Ex. 6tbsp oil, 6tbsp b. soda, 25 drops essential oil.
Many people have gum problems. From receding gum limes, to disease, to sensitivity, taking care of one’s gums is extremely important. Most of us already floss, but there are other things one can do as well.
– add neem oil to the dental floss before flossing
Gently massaging the gums with oil is tonifying to the gums and promotes gum health as well as protecting the gums.
– gently massage the gums with your finger using some organic, unprocessed, unrefined, untoasted sesame oil.
– can also use a medicated sesame oil with neem added
This is actually not a classic Ayurvedic method. It was popularized by Dr. Karach from Russia in the 1990’s. However, it is inline with Ayurvedic thinking as incorporating oils into the body in any way help to support the phospholipid layer of the cells. Think of it as using mouthwash only better.
– take 1-2tbsp of sesame oil and swish it in your mouth for 10-15 minutes.
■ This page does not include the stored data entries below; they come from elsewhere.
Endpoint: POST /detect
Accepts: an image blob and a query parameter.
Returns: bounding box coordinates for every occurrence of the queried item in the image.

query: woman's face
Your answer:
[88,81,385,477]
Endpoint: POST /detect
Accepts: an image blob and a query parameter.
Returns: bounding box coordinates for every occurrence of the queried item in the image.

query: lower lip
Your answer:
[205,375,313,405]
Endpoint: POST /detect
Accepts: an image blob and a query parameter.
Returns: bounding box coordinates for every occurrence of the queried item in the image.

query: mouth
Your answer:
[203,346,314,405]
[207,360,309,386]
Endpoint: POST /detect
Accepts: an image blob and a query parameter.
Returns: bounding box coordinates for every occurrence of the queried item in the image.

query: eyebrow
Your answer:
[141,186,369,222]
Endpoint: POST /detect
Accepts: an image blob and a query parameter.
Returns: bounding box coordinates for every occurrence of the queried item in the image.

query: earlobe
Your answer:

– the oil will become foamy first, then thin
– draws toxins from the body and nourishes and protects the gum/teeth
– promotes good breath
– don’t drink any liquid immediately after
If you are having trouble doing this for 10-15 minutes daily, start small, with a few minutes and work your way up. If you are having a gag reflex or nausea, try less oil, don’t be as aggressive with your swishing, and make sure to breathe calmly through your nose. After a while it starts to feel great and your entire mouth will feel great, from the teeth to the gums to the tongue to your lips.
All these practices take time of course, but many are quick and easy and will hardly make a dent in your morning. Oil Pulling does take longer, but that’s actually a good thing. It forces us to take more time when starting our day, setting the tone for how much intention we have. It prepares us and awakens us. Compare this to simply running out the door, tired, sloppily doing your morning routine, and compensating with coffee.
My advice with any of these is start with ONE and practice it for a week or two. Then stop. Pay attention to how your body and mind feel that day. If you feel there is a benefit, continue! Then add another habit and repeat this process.
I’m not sure when I will get to other daily practices, like abhyanga (self oil massage) or neti (nasal cleansing), but I eventually will! In the meantime, make your dentist happy with these Ayurvedic practices.